Special Equipment: 1 1/2-inch round cookie or biscuit cutter
Homemade Thin Mints
- Quick Glance
- 45 M
- 1 H, 35 M
- Makes about 50 1-inch cookies
- 1 cup Gluten-Free All-Purpose Flour Mix (or substitute all-purpose flour)
- 1/2 cup unsweetened cocoa powder
- 1/2 teaspoon baking powder
- 1/2 teaspoon baking soda
- 1/2 teaspoon salt
- 3/4 cup granulated sugar
- 2 1/2 ounces (5 tablespoons) shortening (or substitute butter), at room temperature
- 1 large egg plus 1 large egg yolk, at room temperature
- 1 teaspoon vanilla extract
- 1 1/2 to 2 teaspoons peppermint extract (depending on how minty you like your Thin Mints)

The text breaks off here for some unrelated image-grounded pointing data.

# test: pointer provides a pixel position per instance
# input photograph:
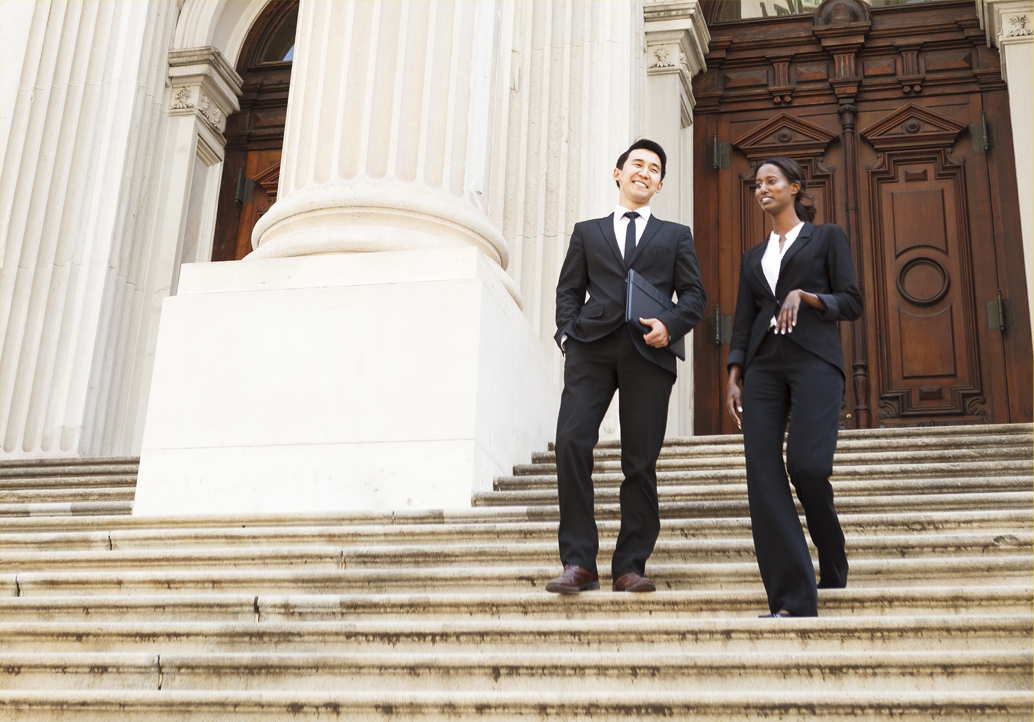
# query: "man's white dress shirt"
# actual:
(621, 224)
(772, 259)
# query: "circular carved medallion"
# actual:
(923, 281)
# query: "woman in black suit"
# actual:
(786, 363)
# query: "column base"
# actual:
(341, 383)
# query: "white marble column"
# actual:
(1009, 25)
(371, 353)
(77, 188)
(676, 44)
(387, 131)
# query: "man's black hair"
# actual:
(645, 145)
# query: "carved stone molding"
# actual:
(911, 127)
(1007, 21)
(676, 43)
(204, 85)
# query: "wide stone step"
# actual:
(67, 482)
(874, 634)
(694, 447)
(538, 672)
(323, 607)
(607, 490)
(1014, 521)
(104, 464)
(607, 705)
(69, 495)
(670, 459)
(667, 550)
(994, 570)
(900, 477)
(66, 509)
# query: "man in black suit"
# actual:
(605, 354)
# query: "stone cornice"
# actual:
(676, 43)
(204, 84)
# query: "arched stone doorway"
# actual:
(254, 134)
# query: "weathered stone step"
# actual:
(902, 434)
(69, 482)
(663, 635)
(324, 607)
(670, 458)
(1015, 521)
(606, 705)
(67, 465)
(641, 672)
(900, 478)
(956, 437)
(607, 490)
(74, 495)
(381, 557)
(994, 570)
(66, 509)
(895, 504)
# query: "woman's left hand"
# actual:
(788, 313)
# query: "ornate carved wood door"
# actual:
(883, 110)
(254, 134)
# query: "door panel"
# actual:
(936, 220)
(932, 260)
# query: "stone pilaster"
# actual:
(386, 138)
(1009, 25)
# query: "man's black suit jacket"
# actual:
(819, 262)
(664, 257)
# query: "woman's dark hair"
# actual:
(645, 145)
(791, 171)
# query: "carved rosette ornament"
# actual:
(204, 85)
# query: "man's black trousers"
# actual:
(591, 372)
(784, 380)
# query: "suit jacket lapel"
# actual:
(802, 239)
(607, 226)
(755, 267)
(652, 226)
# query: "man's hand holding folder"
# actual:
(643, 304)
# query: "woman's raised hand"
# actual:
(734, 395)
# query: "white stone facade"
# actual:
(413, 127)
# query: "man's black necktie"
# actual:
(630, 236)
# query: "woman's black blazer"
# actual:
(819, 262)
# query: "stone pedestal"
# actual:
(371, 353)
(361, 382)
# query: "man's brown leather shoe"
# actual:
(633, 582)
(573, 580)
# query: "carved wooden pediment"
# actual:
(784, 134)
(912, 126)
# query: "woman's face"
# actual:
(772, 190)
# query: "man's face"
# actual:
(639, 179)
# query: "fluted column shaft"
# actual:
(387, 132)
(74, 188)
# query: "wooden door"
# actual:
(254, 134)
(885, 133)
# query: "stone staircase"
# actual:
(442, 614)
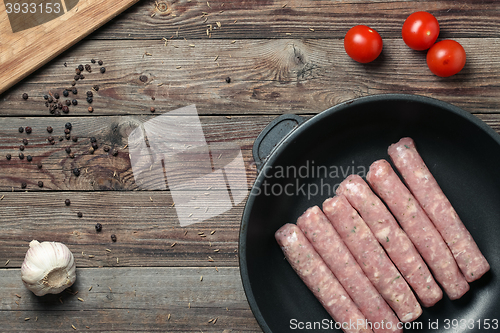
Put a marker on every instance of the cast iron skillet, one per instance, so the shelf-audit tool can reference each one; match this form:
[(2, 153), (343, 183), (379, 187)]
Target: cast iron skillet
[(461, 151)]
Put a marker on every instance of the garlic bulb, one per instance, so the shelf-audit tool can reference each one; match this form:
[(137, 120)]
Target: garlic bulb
[(48, 268)]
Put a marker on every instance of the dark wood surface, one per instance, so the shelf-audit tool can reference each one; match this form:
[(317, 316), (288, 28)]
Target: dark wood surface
[(281, 57)]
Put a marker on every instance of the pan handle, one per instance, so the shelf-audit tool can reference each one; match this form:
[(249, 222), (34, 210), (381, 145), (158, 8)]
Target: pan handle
[(270, 137)]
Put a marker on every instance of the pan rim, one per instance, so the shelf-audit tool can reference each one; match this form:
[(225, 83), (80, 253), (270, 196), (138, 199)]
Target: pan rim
[(304, 127)]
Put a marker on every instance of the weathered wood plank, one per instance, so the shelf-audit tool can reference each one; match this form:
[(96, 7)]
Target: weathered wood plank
[(267, 77), (277, 19), (131, 300), (145, 223)]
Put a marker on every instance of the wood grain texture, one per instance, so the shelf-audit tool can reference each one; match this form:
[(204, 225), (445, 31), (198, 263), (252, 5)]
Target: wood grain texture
[(267, 77), (23, 52), (131, 300)]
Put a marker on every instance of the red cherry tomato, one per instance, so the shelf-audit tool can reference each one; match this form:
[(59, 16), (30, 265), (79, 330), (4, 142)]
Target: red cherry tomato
[(363, 44), (420, 31), (446, 58)]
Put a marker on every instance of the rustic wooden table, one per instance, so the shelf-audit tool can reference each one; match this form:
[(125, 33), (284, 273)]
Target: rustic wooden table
[(242, 63)]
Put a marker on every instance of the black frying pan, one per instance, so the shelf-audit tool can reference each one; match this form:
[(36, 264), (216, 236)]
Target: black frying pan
[(461, 151)]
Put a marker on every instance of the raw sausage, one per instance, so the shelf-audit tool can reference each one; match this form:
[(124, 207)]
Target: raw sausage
[(426, 190), (327, 242), (319, 279), (371, 258), (418, 227), (394, 240)]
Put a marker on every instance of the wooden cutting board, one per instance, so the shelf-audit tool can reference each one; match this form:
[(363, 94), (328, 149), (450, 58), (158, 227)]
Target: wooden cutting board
[(32, 32)]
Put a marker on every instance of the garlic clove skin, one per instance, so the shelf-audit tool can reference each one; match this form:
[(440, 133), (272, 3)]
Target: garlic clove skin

- Confectioners’ sugar, for dusting
- 12 to 16 ounces semisweet chocolate, such as Guittard or Callebaut, finely chopped
- 1. In a medium bowl, whisk together the flour, cocoa powder, baking powder, baking soda, and salt. In the bowl of a stand mixer or in a large bowl with an electric mixer, beat together the sugar and shortening (or butter) on medium speed until creamy and well combined, about 1 minute. (Just a heads up, if you’re using shortening, the mixture will not become light and fluffy as it does when you beat sugar with butter.) Reduce the speed to medium-low and add first the egg and then the egg yolk, beating well after each addition. Beat in the vanilla and peppermint extracts. Slowly beat in the flour mixture until just combined. The dough will be mad crazy sticky.
- 2. Dust the cookie dough, your hands, and a piece of parchment paper with confectioners’ sugar. Shape the dough into a disk on the parchment paper. (If the dough is so sticky that attempting to shape it into a disk is making you miserable, just plonk it in the fridge for 30 minutes and it’ll be more manageable.) Now wrap the disk of cookie dough in plastic wrap and refrigerate until firm, at least 30 minutes. (You can refrigerate the dough up to overnight, though you’ll need to let it warm slightly at room temperature before you’re able to roll it out.)
- 3. Preheat the oven to 350°F (177°C) and adjust the oven racks to the middle and upper third positions. Line 2 baking sheets with parchment paper.
- 4. Roll out the dough on the parchment until it’s 1/8 to 1/4 inch thick. Using a 1 1/2-inch round cutter, cut out cookies from the dough and place them 1/2 inch apart on the prepared baking sheets. Reroll any scraps and cut out more cookies. Freeze the cutouts for about 15 minutes.
- 5. Bake the Thin Mints, switching the baking sheets from top to bottom and front to back halfway through, until dry and crisp and firm around the edges, anywhere from 10 to 18 minutes, depending on exactly how thick they are. Use the first batch as a test batch. When the cookies cool, they should be crisp throughout. If they are not crisp, then they need more time in the oven. Let the cookies cool slightly on the baking sheets and then transfer them to wire racks to cool completely.
- 6. Meanwhile, in a double boiler or a heatproof bowl set over a pan of gently simmering water, heat 2/3 of the chocolate until it melts and registers 115°F on a candy or deep-fry thermometer. Stir in the remaining chocolate and let sit for 5 minutes, then stir to combine. Remove the pan from the heat and let the chocolate cool to 90°F (32°C). Submerge a cookie into the melted chocolate and turn to coat. Shake off any excess and place on parchment paper. Repeat to coat all the cookies, reheating the chocolate to maintain it as close to 90°F (32°C) as needed. Resist the urge to nibble the cookies until the chocolate has set, which will take at least 30 minutes. In theory, the cookies will keep, layered between sheets of parchment paper in an airtight container, for up to 1 week.